The most well documented example of KU students’ environmental activist is the Whomper. Named for the sound it made when crushing cans and bottles, the Whomper was the centerpiece of the University’s Reclamation Center. A non profit entity that recycled aluminum, tin cans, glass, bottles, and newspapers for the entire Lawrence community, it was started by a group of KU students  January 1971. According to the Fall 1972 Jayhawker,

           “In the fall of 1970, Steve Emerson, then a Topeka junior, introduced a bill to the Student Senate which, if it had been accepted, would have banned all vending machines from

           campus. From this humble beginning the University of  Kansas “Whomper” was born.

           The Reclamation Center was the brainchild of the Coca Cola Company and the Union vending service.

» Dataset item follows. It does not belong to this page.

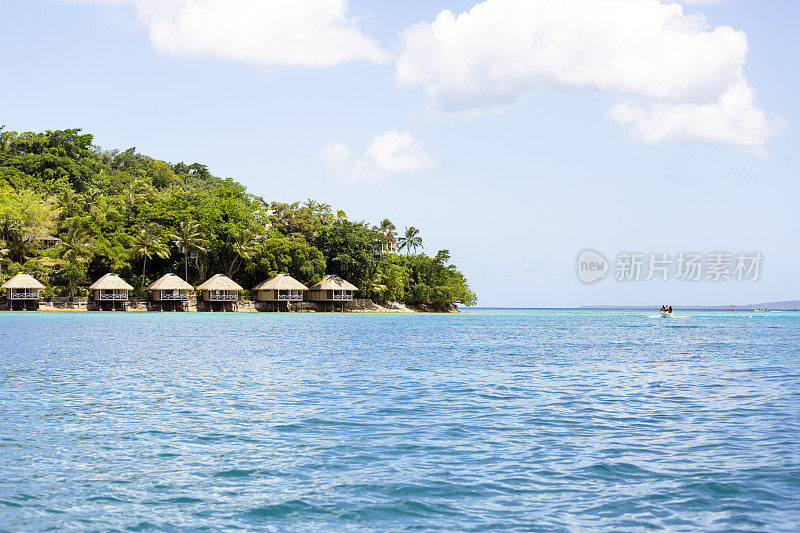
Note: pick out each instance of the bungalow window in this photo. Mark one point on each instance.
(25, 294)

Because the banning of vending machines would have meant

           tremendous losses of revenue to both companies and because both were environmentally concerned, they agreed to finance the project. The Coca Cola Company agreed to

           loan the machine to KU indefinitely, and the vending service financed the installation of the Whomper in Memorial Stadium…Both companies continue to provide support for the

           Reclamation Center…

           All funding for operations comes from outside the University with the exception of Student Senate support for pick-up service and for a reclamation director.”

According to an article in the University Daily Kansan on September 16, 1971, students and others could “bring glass and cans to the Reclamation Center from 12 p.m. to 6 p.m. on Thursdays and Sundays when the [Whomper] is actually in operation, but there is a chute at Gate 22 at the north end of the stadium for material to be deposited at any time.”

The Reclamation Center was plagued by debts and faced several challenges through its six year history. It moved out Memorial Stadium in 1972 and in 1973 it lost Student Senate funding. A nonprofit organization called Whomper Inc. continued the recycling program at various locations in Lawrence before it closed in late 1976. Still, at a time when there were no other recycling options, KU student leaders had provided Lawrence with its first organized recycling efforts.